Meta is building an advanced model to take on GPT-4

September 13, 2023
Meta's LLaMa is a foundational, 65-billion-parameter large language model (LLM).

Meta is reportedly building an advanced AI model that is expected to rival the performance of OpenAI’s GPT-4.

The Wall Street Journal reported that Meta has been secretly working on the most advanced of its LLMs and it’s expected to be released in 2024.

Earlier this year Meta released Llama 2, making it freely available for commercial and research use. Its new model is also expected to be made freely available in line with Meta’s continued open-source approach to its AI products.

Meta’s new model is rumored to be several times more powerful than Llama 2, which already sits near the top of open access model benchmarking leaderboards.

Llama 2 was released in collaboration with Microsoft on its Azure platform but it seems Meta is gearing up to use its own computing infrastructure in the future.

Meta has been snapping up Nvidia H100 GPUs and will be using its own platform to train its new model, instead of using Microsoft’s Azure cloud computing.

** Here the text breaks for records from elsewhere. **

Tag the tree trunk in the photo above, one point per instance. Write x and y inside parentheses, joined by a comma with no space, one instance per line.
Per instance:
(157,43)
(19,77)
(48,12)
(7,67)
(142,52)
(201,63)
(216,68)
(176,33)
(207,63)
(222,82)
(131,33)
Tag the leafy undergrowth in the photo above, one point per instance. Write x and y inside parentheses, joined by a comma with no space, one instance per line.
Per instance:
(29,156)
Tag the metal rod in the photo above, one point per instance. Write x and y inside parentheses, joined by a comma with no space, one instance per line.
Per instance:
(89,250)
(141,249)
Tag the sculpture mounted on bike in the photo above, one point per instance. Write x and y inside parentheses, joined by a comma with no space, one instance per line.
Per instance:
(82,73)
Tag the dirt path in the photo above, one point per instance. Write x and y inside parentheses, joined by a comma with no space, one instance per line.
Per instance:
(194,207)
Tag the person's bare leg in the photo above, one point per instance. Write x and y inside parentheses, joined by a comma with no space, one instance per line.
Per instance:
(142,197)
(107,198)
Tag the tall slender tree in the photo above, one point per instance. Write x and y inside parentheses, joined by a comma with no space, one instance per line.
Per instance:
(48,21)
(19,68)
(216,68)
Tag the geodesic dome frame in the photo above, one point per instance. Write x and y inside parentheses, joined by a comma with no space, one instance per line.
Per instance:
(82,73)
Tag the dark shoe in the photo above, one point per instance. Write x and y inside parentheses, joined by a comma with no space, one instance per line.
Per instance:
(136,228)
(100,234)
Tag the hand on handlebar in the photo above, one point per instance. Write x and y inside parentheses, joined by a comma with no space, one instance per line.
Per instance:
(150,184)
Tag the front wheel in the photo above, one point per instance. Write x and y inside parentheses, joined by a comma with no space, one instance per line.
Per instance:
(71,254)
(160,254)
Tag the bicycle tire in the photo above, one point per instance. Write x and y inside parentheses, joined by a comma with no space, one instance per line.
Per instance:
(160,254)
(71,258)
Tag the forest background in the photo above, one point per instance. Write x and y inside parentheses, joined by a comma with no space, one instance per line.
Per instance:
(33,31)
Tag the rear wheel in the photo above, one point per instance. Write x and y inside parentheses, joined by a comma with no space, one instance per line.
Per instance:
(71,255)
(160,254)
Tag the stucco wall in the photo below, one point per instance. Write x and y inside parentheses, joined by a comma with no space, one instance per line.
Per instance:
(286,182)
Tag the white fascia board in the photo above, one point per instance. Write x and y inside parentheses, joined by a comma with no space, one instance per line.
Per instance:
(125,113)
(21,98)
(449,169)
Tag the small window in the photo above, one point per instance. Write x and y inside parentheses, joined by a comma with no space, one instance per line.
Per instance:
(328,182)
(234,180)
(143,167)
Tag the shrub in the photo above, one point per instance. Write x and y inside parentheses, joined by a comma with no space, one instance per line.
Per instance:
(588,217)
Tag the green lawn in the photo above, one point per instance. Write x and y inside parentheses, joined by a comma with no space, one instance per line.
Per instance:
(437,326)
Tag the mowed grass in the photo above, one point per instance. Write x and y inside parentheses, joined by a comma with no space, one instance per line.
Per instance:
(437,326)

Meta was slow out of the blocks in the AI race but is throwing a lot of resources at its AI projects now. The report said that this new model was being built by a team that was formed earlier this year and tasked with accelerating Meta’s AI ambitions.

Hopefully, Mark Zuckerberg will offer more details on the new model at the Meta Connect event at the end of the month.

We’re likely to hear more about Meta’s AI Personas project too. Zuckerberg envisions more engaged interactions with AI that can “produce human-like expressions”, something which he ironically seems to struggle with.

If the WSJ report is accurate, then Meta’s new model will be very disruptive to the AI landscape when it’s released next year. A free, open source LLM as powerful as GPT-4 will put a serious dent in OpenAI’s hopes of profitability.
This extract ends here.